Cette tête décollée
à peine plus grande qu’une tête d’enfant, pousse
à l’ombre surdimensionnée d’une immense tête
de femme : la calotte crânienne en semble démontable, comme
celle de certains reliquaires que nous avons observés à
la pinacoteca de Siena. La partie supérieure est tenue par la
calotte molletonnée d’un tissu crème. La face peinte,
bonhomme, les grands yeux expressifs et les joues rougies, la taille
inhabituelle de cette singulière tête me font songer à
ces visages de papier mâché qui, sur des armatures légères
de grillage, sourient à vous glacer dans le tonitruement des
carnavals de fleurs.

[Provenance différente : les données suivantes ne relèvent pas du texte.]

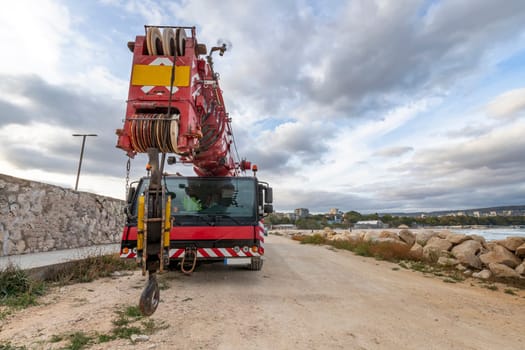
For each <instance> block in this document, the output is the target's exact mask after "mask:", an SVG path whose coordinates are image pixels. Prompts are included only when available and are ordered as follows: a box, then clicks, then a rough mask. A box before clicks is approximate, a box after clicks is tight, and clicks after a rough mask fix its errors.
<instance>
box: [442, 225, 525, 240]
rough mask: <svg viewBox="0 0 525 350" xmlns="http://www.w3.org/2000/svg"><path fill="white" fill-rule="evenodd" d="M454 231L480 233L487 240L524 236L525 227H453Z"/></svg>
mask: <svg viewBox="0 0 525 350" xmlns="http://www.w3.org/2000/svg"><path fill="white" fill-rule="evenodd" d="M451 231H453V232H456V233H463V234H466V235H480V236H483V237H484V238H485V239H486V240H487V241H494V240H498V239H505V238H507V237H523V238H525V228H512V227H499V228H479V229H453V230H451Z"/></svg>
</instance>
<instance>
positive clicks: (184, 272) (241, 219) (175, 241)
mask: <svg viewBox="0 0 525 350" xmlns="http://www.w3.org/2000/svg"><path fill="white" fill-rule="evenodd" d="M145 28H146V34H145V35H142V36H137V37H136V39H135V41H134V42H130V43H128V47H129V49H130V50H131V51H132V52H133V64H132V71H131V79H130V85H129V94H128V101H127V109H126V118H125V121H124V125H123V128H122V129H118V130H117V132H116V133H117V135H118V141H117V147H119V148H121V149H123V150H124V151H125V152H126V153H127V155H128V156H129V157H134V156H135V155H136V154H137V153H147V154H148V158H149V160H148V161H149V166H150V169H151V176H149V175H148V176H145V177H143V178H142V179H140V181H139V182H138V184H137V185H136V186H135V187H133V186H131V187H130V189H129V191H128V198H127V206H126V214H127V220H126V225H125V227H124V230H123V233H122V241H121V250H120V256H121V257H122V258H133V259H136V260H137V262H138V263H139V264H140V265H141V266H142V272H143V274H144V275H145V274H146V272H148V273H149V279H148V282H147V285H146V287H145V289H144V291H143V293H142V295H141V298H140V303H139V306H140V310H141V312H142V313H143V314H144V315H151V314H153V312H155V310H156V308H157V305H158V303H159V300H160V299H159V287H158V283H157V281H156V277H155V276H156V273H157V272H163V271H164V269H166V268H168V267H170V266H172V265H174V264H175V265H177V264H178V266H180V268H181V270H182V271H183V272H184V273H188V274H189V273H191V272H192V271H193V270H194V269H195V267H196V266H197V264H198V263H202V262H207V263H208V262H223V263H225V264H238V263H241V264H247V266H248V267H249V268H250V269H251V270H255V271H258V270H260V269H261V268H262V265H263V255H264V233H265V230H264V225H263V217H264V216H265V215H266V214H268V213H271V212H272V210H273V207H272V205H271V203H272V189H271V188H270V187H269V185H268V184H267V183H265V182H261V181H259V180H258V179H257V178H256V177H255V176H240V173H241V172H245V171H246V170H249V169H250V167H251V164H250V162H248V161H246V160H242V161H239V162H235V160H234V157H233V154H232V145H233V147H234V139H233V134H232V129H231V120H230V118H229V116H228V113H227V112H226V108H225V106H224V100H223V97H222V91H221V89H220V86H219V79H218V77H219V75H218V74H216V73H215V72H214V71H213V62H212V57H211V55H212V53H213V52H215V51H218V52H219V54H220V55H221V56H222V54H223V53H224V51H225V50H226V46H225V45H223V46H219V47H213V48H212V49H211V50H210V53H209V54H208V55H207V56H206V54H207V49H206V46H204V45H203V44H199V43H198V42H197V39H196V37H195V28H194V27H153V26H146V27H145ZM161 29H162V30H163V31H162V33H161ZM188 32H189V33H190V35H189V36H188V35H187V33H188ZM159 153H160V154H162V158H161V159H162V160H161V161H160V162H159ZM166 154H175V155H176V156H177V157H178V158H179V161H180V162H182V163H188V164H192V165H193V170H194V171H195V173H196V174H197V175H198V176H197V177H185V176H180V175H176V176H175V175H168V174H165V173H164V171H163V169H164V161H165V158H166ZM170 158H171V157H170ZM170 158H168V163H170V162H169V159H170ZM174 158H175V157H174ZM252 170H253V171H254V173H255V172H256V170H257V168H256V166H255V165H254V167H253V169H252Z"/></svg>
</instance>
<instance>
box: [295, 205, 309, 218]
mask: <svg viewBox="0 0 525 350" xmlns="http://www.w3.org/2000/svg"><path fill="white" fill-rule="evenodd" d="M308 215H310V212H309V211H308V209H306V208H298V209H295V216H296V217H297V218H298V219H299V218H306V217H308Z"/></svg>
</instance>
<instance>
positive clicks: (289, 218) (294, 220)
mask: <svg viewBox="0 0 525 350" xmlns="http://www.w3.org/2000/svg"><path fill="white" fill-rule="evenodd" d="M284 217H286V218H288V219H290V220H292V221H295V220H296V219H297V216H296V215H295V213H286V214H284Z"/></svg>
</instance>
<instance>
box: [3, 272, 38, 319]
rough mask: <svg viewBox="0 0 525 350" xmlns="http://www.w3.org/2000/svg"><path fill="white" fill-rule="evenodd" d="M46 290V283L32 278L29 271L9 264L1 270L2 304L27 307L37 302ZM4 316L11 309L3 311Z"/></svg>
mask: <svg viewBox="0 0 525 350" xmlns="http://www.w3.org/2000/svg"><path fill="white" fill-rule="evenodd" d="M44 292H45V283H44V282H41V281H37V280H34V279H32V278H31V277H30V276H29V275H28V274H27V272H25V271H24V270H22V269H20V268H19V267H17V266H14V265H9V266H7V267H6V268H5V269H4V270H2V271H0V305H5V306H9V307H11V308H25V307H27V306H30V305H36V304H37V298H38V297H39V296H41V295H43V294H44ZM1 314H2V315H3V317H6V316H7V315H8V314H9V311H8V310H7V311H6V310H4V311H2V312H1Z"/></svg>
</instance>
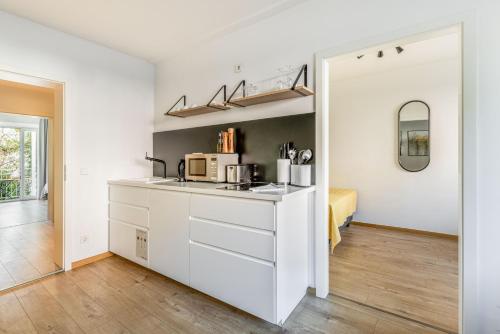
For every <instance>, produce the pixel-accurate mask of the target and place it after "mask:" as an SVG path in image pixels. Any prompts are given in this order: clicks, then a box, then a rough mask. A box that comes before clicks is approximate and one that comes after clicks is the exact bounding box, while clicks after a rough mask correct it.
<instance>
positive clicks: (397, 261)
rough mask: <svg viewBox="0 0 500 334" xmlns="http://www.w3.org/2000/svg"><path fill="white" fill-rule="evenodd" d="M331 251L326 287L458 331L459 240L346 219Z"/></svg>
mask: <svg viewBox="0 0 500 334" xmlns="http://www.w3.org/2000/svg"><path fill="white" fill-rule="evenodd" d="M341 235H342V241H341V242H340V244H339V245H337V247H336V248H335V250H334V252H333V255H332V256H331V257H330V292H331V293H333V294H335V295H337V296H342V297H345V298H349V299H351V300H354V301H357V302H360V303H363V304H366V305H369V306H373V307H375V308H378V309H381V310H386V311H388V312H391V313H394V314H397V315H401V316H403V317H407V318H410V319H414V320H417V321H420V322H423V323H427V324H431V325H432V326H435V327H437V328H441V329H445V330H446V331H449V332H458V241H457V240H453V239H447V238H443V237H436V236H426V235H422V234H415V233H410V232H402V231H394V230H387V229H381V228H373V227H365V226H359V225H351V226H350V227H348V228H346V229H344V230H343V231H342V232H341Z"/></svg>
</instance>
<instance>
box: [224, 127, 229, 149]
mask: <svg viewBox="0 0 500 334" xmlns="http://www.w3.org/2000/svg"><path fill="white" fill-rule="evenodd" d="M222 153H229V134H228V133H227V132H226V131H223V132H222Z"/></svg>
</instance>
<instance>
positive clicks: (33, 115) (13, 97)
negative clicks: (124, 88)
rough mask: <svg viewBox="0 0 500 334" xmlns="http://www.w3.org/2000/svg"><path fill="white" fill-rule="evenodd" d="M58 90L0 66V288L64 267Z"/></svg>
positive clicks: (63, 242)
mask: <svg viewBox="0 0 500 334" xmlns="http://www.w3.org/2000/svg"><path fill="white" fill-rule="evenodd" d="M3 78H5V79H8V80H3ZM62 93H63V86H62V84H58V83H54V82H50V81H46V80H42V79H38V78H32V77H28V76H24V75H18V74H13V73H8V72H5V73H4V72H0V290H5V289H9V288H12V287H14V286H17V285H20V284H24V283H27V282H30V281H32V280H36V279H39V278H42V277H44V276H47V275H50V274H53V273H56V272H59V271H61V270H63V262H64V261H63V257H64V256H63V248H64V247H63V245H64V238H63V230H64V225H63V219H62V218H63V214H62V198H63V197H62V196H63V187H62V186H63V180H62V179H63V173H62V171H63V168H62V161H63V155H62V152H63V151H62V143H63V140H62V139H63V132H62V124H63V122H62V115H63V109H62V106H63V103H62V97H63V94H62Z"/></svg>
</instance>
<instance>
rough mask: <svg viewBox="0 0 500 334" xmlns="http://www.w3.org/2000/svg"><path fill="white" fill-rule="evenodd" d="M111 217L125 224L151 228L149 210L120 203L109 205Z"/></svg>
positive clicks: (109, 215)
mask: <svg viewBox="0 0 500 334" xmlns="http://www.w3.org/2000/svg"><path fill="white" fill-rule="evenodd" d="M109 217H110V218H111V219H116V220H120V221H122V222H125V223H129V224H133V225H138V226H143V227H149V210H148V209H147V208H144V207H138V206H132V205H128V204H122V203H118V202H111V203H109Z"/></svg>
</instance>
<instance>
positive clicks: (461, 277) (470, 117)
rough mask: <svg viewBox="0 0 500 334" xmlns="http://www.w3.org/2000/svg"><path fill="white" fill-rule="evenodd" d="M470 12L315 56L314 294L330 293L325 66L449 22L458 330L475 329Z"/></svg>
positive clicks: (328, 141)
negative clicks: (315, 118) (451, 32)
mask: <svg viewBox="0 0 500 334" xmlns="http://www.w3.org/2000/svg"><path fill="white" fill-rule="evenodd" d="M475 22H476V19H475V14H474V12H469V13H465V14H461V15H457V16H453V17H448V18H443V19H440V20H437V21H433V22H428V23H425V24H420V25H417V26H413V27H410V28H407V29H402V30H398V31H393V32H390V33H387V34H385V35H381V36H377V37H374V38H369V39H365V40H360V41H356V42H353V43H350V44H346V45H342V46H339V47H334V48H329V49H326V50H322V51H319V52H317V53H316V54H315V74H316V77H315V79H316V80H315V86H316V87H315V88H316V98H315V109H316V205H315V217H316V219H315V232H314V239H315V249H314V253H315V261H314V262H315V280H314V282H315V287H316V296H318V297H321V298H326V296H327V295H328V293H329V252H328V188H329V82H328V78H329V75H328V74H329V68H328V62H327V61H328V59H331V58H334V57H336V56H340V55H344V54H349V53H352V52H356V51H358V50H362V49H368V48H370V47H374V46H377V45H381V44H385V43H390V42H391V41H395V40H399V39H407V38H409V37H412V36H418V35H422V34H428V33H430V32H433V31H438V30H443V29H446V28H449V27H452V26H459V27H460V28H461V37H462V43H461V44H462V45H461V46H462V55H461V65H462V69H461V71H462V75H461V79H462V82H461V85H462V91H461V101H459V106H460V107H461V112H462V123H461V124H460V126H461V129H462V133H461V137H460V144H459V145H460V152H461V156H462V161H460V162H459V176H460V180H459V182H461V187H462V192H461V195H462V201H461V202H462V208H461V212H460V218H461V222H460V225H459V333H463V332H473V329H474V328H476V325H477V324H476V319H477V316H476V314H477V311H476V304H477V301H476V296H477V293H476V291H477V286H476V285H477V279H476V272H477V271H476V264H475V262H476V254H477V251H476V244H477V242H476V234H477V230H476V226H475V224H476V217H477V205H476V188H477V182H476V155H477V148H476V135H477V130H476V119H477V110H476V87H477V76H476V55H475V50H476V48H475V39H476V31H475V25H476V24H475Z"/></svg>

Mais ici les traits sont doux et touchés
par une lointaine mais présente gravité, ils évoquent,
délicatement, la sainteté. Je laisse quelques minutes
mon esprit formuler et disposer en des taches colorées confuses
d’hypothétiques processions, mais, alarmé par l’heure,
je n’y cède pas plus longtemps. Des murs de cette salle,
il me reste encore moins de souvenir que des vitrines qu’elle
abritent: le premier en entrant, sur la gauche, est quadrillé
à grands traits des envergures malheureuses de quatre crucifiés
de tailles et de factures très diverses ; l’un n’est
qu’une bûche, terrible et expressive, l’autre une
théorie de muscles polis et de plis savants au périzonium.
Du mur suivant, plus une ombre ne me parvient en mémoire, pas
plus que de celui qui s’étend derrière l’estrade
(d’ailleurs, je jurerais maintenant que ce dernier était
vide).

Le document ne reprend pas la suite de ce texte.